Bahkan Teroris yang sudah dinyatakan bersalah di Indonesia, yang sudah membunuh ratusan atau bahkan ribuan orang yang tidak berdosa. Tetap di perlakukan sebagaimana mestinya, tidak di Pancung tetapi di tembak, tidak di depan khalayak ramai tetapi di sebuah tempat yang di Rahasiakan.Dan Prosesnya pun sangat panjang (Negara Indonesia Mayoritas Muslim juga loh).
Apakah kejahatan yang dilakukan Ruyati sudah melebihi para teroris di negri kami, kalaupun dia membunuh pastilah dia punya alasan tertentu. Dan tanpa mengesampingkan perasaan korban, apakah keluarga korban juga menginginkan hal ini tetap dilakukan terhadap Ruyati (Tanya kedalam Hati Nurani Keluarga Korban)
Semoga ini menjadi pelajaran yang berarti bagi kedua belah Negara bahwasannya masih banyak jalan keluar lainnya selain menjalani hukuman qisas ini.
Indonesia dituntut untuk dapat mengirimkan Tenaga Kerja yang berkualitas, sehingga masalah - masalah yang mungkin terjadi dapat di minimalisasi.
Dan untuk Negara Arab, sebaiknya melakukan koordinasi dengan pihak Indonesia, jika menyangkut pelanggaran berat yang dilakukan oleh Tenaga Kerja Indonesia.
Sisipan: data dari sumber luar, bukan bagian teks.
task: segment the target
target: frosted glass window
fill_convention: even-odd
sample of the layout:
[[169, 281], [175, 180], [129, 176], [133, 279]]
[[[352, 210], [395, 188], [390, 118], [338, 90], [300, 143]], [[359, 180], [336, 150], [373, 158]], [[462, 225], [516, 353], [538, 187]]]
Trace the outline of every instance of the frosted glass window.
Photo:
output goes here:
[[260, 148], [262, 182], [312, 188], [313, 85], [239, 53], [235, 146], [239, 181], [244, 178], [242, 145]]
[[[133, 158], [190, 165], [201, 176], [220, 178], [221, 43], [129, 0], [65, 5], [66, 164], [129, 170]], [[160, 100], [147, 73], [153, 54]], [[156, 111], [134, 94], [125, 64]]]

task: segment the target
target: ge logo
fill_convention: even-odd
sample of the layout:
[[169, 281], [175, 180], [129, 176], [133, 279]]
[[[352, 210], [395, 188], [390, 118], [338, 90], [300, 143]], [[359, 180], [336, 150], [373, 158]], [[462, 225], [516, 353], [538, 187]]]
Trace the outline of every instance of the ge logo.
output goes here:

Perjelas the do's and the Dont's (yang boleh dilakukan dan yang tidak boleh dilakukan) dalam MOU.
Sehingga tidak hanya memberlakukan sanksi yang tegas terhadap Tenaga Kerja yang melanggar MOU tetapi juga menindak tegas warga negara Arab yang berlaku kasar dan tidak senonoh terhadap tenaga kerja kita.
Lalu untuk para Tenaga Kerja kita, sebisa mungkin urungkan niat untuk bekerja di Negara Orang lain jika memiliki kemampuan yang tidak cukup baik. Modal nekat saja tidak cukup baik, masih diperlukan modal - modal yang lain, seperti modal bahasa yang cukup, modal dana yang tidak sedikit. Toch di negri sendiri masih tersedia beberapa jenis lapangan pekerjaan tertentu (meskipun penghasilannya tidak sebanding jika bekerja diluar ya).
Untuk Para Wakil Rakyat kita, ada baiknya mulai berfikir bagaimana caranya meningkatkan lapangan kerja di negara kita sendiri, sehingga tidak membuat warganya mencari nafkah di negara orang lain. Apalagi di negri kita yang konon katanya Gemah Ripah Loh Jinawi, bahkan katanya batu pun bisa menjadi tanaman. Lalu mengapa rakyatnya tetap gemar melancong ke negri orang ya......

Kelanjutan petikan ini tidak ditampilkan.